Friday, February 22, 2019

Death of Grigor Gurzadyan (February 22, 2014)

Astrophysics in Armenia became linked to the world-famous name of Victor Hambardzumian. One of his students would become an important name in cosmic astronomy.

Grigor Gurzadyan was born on October 15, 1922, in Baghdad (Iraq), the child of survivors from the Armenian Genocide. He emigrated to Soviet Armenia with his family when he was just a child. His brother Sargis (1929-2015), born in Yerevan, would coauthor the project of embellishment of Tamanian Street (the area known as Cascade).

Grigor Gurzadyan entered the Polytechnic Institute of Yerevan (now Yerevan State University of Engineering) and graduated in 1944 from the faculties of hydrotechnics and construction. Afterwards, he made a big shift in his career and entered the field of astronomy. He was one of the founding members of the observatory of Biurakan, created in 1946 by Hambardzumian. Under his direction, Gurzadyan defended his doctoral thesis at the State University of Moscow in 1948, at the age of twenty-six, with the subject “The Radiation Equilibrium of Interstellar Gas Material.” He became a professor at Yerevan State University from 1948-1978 and head of the section of Physics of Stars and Nebulae of the observatory from 1950-1966.

He defended his second doctorate in 1955 at the State University of Leningrad (now St. Petersburg). In the same year, he married Marianna Kalantar, a professor of Russian and daughter of Ashkharbek Kalantar, one of the founders of Armenian archaeology and victim of the Stalin purges. Their children Vahagn and Gagik would also become well-known physicists.

Gurzadyan became a well-known name in Soviet science. He published ten voluminous monographs about issues of astrophysics and more than 200 scholarly articles in Russian and English. He studied the physics and dynamics of nebulae and predicted the role of magnetic fields in nebulae from the 1960s, formulating a theory of star explosions based on the non-thermal phenomena going in them. He headed the observations of ultraviolet and X-rays in the sun and the stars with the launching of orbital telescopes in the 1960s. In 1965 he was elected corresponding member of the Academy of Sciences of Armenia, From 1967-1973 he was the head of the branch of cosmic studies at the observatory of Biurakan.

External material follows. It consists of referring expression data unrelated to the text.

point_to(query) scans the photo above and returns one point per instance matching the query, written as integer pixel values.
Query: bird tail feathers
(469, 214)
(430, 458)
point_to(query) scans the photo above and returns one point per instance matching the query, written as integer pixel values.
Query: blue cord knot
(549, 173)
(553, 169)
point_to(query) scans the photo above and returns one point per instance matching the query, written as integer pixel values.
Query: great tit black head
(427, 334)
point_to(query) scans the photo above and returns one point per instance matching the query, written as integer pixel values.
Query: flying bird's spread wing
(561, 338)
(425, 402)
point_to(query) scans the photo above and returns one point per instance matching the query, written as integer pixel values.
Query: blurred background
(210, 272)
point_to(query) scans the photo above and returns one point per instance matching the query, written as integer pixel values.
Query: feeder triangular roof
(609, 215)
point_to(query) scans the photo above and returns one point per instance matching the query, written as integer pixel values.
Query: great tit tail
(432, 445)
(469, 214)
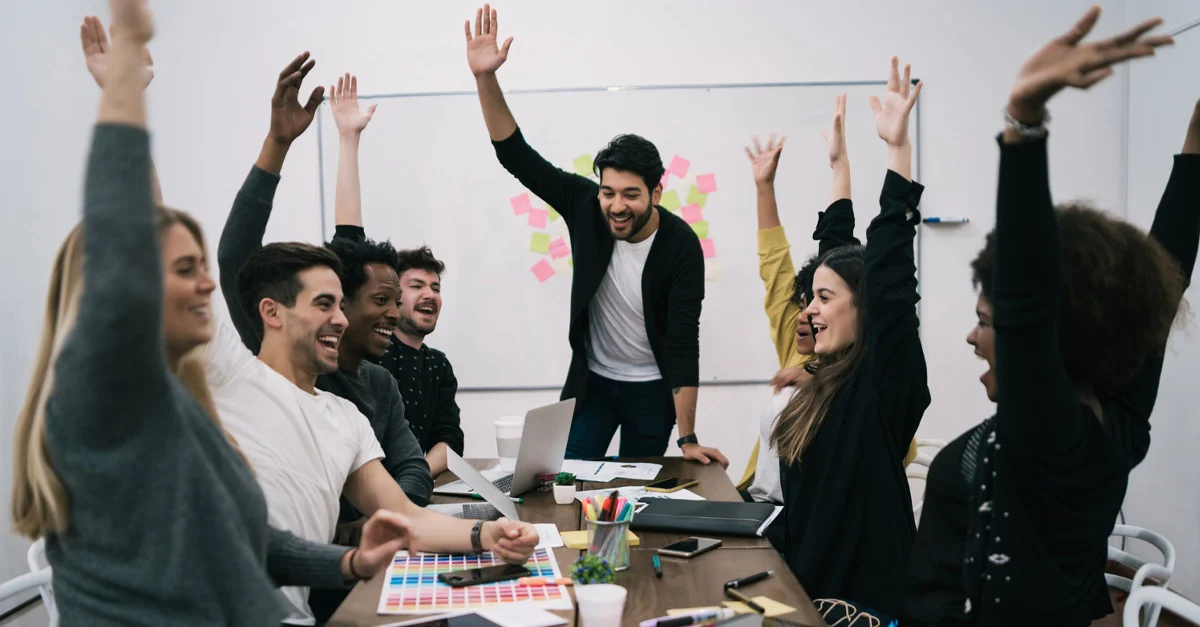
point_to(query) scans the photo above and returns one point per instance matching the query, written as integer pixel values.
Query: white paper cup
(600, 604)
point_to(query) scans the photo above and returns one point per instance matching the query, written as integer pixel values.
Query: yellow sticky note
(583, 165)
(540, 243)
(670, 201)
(773, 608)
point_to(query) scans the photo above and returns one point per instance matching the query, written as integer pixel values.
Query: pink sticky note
(543, 270)
(679, 166)
(538, 218)
(521, 204)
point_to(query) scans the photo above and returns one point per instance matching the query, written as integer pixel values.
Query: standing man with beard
(639, 280)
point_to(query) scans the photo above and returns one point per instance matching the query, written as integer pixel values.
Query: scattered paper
(678, 166)
(521, 204)
(539, 243)
(543, 270)
(583, 165)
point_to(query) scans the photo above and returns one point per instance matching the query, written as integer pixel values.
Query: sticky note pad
(670, 199)
(678, 166)
(773, 608)
(543, 270)
(521, 204)
(583, 165)
(539, 243)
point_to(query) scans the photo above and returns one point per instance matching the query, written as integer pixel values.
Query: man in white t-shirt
(306, 446)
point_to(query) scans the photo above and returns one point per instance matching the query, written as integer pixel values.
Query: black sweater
(672, 282)
(847, 507)
(1018, 511)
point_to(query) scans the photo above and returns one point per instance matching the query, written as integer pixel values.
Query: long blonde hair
(40, 502)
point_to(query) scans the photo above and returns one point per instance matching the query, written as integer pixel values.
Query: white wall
(217, 60)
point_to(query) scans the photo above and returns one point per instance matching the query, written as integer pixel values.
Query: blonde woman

Gurzadyan’s most important achievement in the design of orbital telescopes was the series “Orion,” which contributed to important scientific results. The telescopes “Orion-1” and “Orion-2” were launched in 1971 and 1973 by the spatial station Salyut-1 and the Soyuz-13 spacecraft. From 1973-1978 he directed the laboratory of astronomy at Garni, where more than 40 Soviet astronauts had their pre-flight training. He went back to Biurakan in 1978 as head of the laboratory of exo-atmospheric astronomy until 1992 and in 1979 he headed the chair of construction of spatial devices at his alma mater, the Polytechnic Institute. From 1992-2004 he was director of the Institute of Astronomy in Garni.

Besides his many scientific achievements, Gurzadyan was also a much-sought essayist from the 1980s. He published many reflections on philosophical and current issues in the press, which were collected in a dozen of books.

An emeritus worker of science since 1975, he was elected full member of the Academy of Sciences in 1986. He passed away on February 22, 2014, in Yerevan, at the age of ninety-two.